Belum genap 17 tahun. Masih berkutat dengan buku pelajaran SMP 1. Masih doyan menghayal. Dan tinggal di ujung indonesia sebelah Timur.
Yang sama sekali gue gak menyangka, dia berhasil telak membuat gue malu sama diri sendiri.
So, kejadiannya saat gue lagi berasyik-asyik memberikan training kecerdasan emosional buat publik di Hotel Santika. Di sela-sela ngaso mengajar, datanglah Edsel diboyong emaknya yang imut-imut masuk ke ruang training.
Maklumlah Sang Emak ini sekalian menyambangi suaminya yang kebetulan jadi peserta training kami. Dan terlebih lagi, mereka ini adalah best friend merangkap best big brother dan best big sister yang di tempo doeloe pernah menjabat sebagai kakak kelas gue waktu masih kuliah di Psikologi.
So, pendek kata ... status mereka tentu aja VVIP ... Very Very Ingin Pelukan kalo pas ketemu di manapun.

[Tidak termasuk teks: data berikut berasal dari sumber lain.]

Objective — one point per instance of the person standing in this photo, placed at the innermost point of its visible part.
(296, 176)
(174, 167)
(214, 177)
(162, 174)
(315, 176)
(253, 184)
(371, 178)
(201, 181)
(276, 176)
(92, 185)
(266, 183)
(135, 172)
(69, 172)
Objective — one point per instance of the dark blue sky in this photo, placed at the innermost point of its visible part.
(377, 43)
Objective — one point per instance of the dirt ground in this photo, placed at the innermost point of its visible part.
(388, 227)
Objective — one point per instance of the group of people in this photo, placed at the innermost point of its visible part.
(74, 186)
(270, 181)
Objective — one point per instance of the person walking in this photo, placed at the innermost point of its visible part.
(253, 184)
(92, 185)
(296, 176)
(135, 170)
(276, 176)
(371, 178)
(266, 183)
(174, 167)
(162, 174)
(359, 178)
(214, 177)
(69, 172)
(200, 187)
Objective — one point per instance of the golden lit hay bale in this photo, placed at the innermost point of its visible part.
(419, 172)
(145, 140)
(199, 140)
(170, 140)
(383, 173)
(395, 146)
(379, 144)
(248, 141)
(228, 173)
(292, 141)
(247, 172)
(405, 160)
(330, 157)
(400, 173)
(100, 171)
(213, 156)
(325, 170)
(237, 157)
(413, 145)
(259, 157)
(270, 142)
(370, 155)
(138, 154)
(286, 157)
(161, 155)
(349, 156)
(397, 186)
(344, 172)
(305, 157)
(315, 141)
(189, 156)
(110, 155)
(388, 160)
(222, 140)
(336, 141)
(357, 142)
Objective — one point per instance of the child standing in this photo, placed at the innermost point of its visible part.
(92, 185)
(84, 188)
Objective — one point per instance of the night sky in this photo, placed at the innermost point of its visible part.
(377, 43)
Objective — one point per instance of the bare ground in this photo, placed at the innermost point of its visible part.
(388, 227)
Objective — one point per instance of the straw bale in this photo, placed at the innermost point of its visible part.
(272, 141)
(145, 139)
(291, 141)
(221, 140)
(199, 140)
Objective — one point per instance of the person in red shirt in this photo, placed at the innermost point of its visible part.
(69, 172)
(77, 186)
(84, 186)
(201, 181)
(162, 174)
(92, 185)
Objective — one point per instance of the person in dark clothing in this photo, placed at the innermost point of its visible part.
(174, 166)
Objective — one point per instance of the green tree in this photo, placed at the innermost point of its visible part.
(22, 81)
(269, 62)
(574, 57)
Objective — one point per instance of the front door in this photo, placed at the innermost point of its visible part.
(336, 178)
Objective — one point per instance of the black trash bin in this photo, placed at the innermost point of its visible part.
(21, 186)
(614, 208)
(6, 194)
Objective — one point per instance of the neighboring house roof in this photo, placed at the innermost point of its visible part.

Nah, Edsel ini anak bungsu mereka, yang hari itu entah iklas atau tidak, harus ikut-ikutan emaknya menengok sang ayah. Maka, begitu dia masuk ke ruang training yang bejibun ama manusia-manusia tua yang gak mengerti dunia Dragon Ball atau Doraemon, maka kontanlah Edsel cari-cari kesibukan sendiri. Lalu, dipilihnya sebuah bangku di pojokan ruang training. Segera dia duduk berlutut dan memunggungi gue yang waktu itu juga sedang duduk-duduk sambil menonton proses training.
Saat-saat mata mulai kendor menonton rutinitas training yang lagi dibawakan rekan gue, maka guepun membalikkan badan menoleh ke si Edsel ini. Orangnya masih betah bertahan berlutut di depan kursi. Tangannya tampak bergerak-gerak. guepun penasaran, dan bangkit berdiri mengingsut ke arah Edsel yang lagi tenggelam dalam dunianya entah dimana. Dan apa yang gue pergoki? Tangan Edsel yang memegang pulpen rupanya sedang berjoget-joget di atas sebuah buku tulis. Gak. Dia gak lagi ngerjain Pe Er. Gak mungkin juga sedang menghitung-hitung pajak penghasilan bapaknya yang kerja di Freeport Tembaga Pura. Melainkan sedang membuat komik.

gue pelototin hasil karyanya. Tau-tau gue terperangah karena menyadari komik itu sudah lewat puluhan lembar. Digambar dengan goresan spontan, namun sarat imajinasi anak seusianya. Alur dan cara dia membuat frame gambar terkesan polos, lugas, namun tajam secara koreografinya. Proporsi wajah dan tubuhnya gak mengikuti rule pengkomik orang dewasa. Detailnya hanya fokus pada tokoh-tokohnya aja yang sedang beraksi. Semuanya dibuat dengan kecepatan tinggi dan tidak terlalu banyak mikirin kesempurnaan dan aturan ilustrasi.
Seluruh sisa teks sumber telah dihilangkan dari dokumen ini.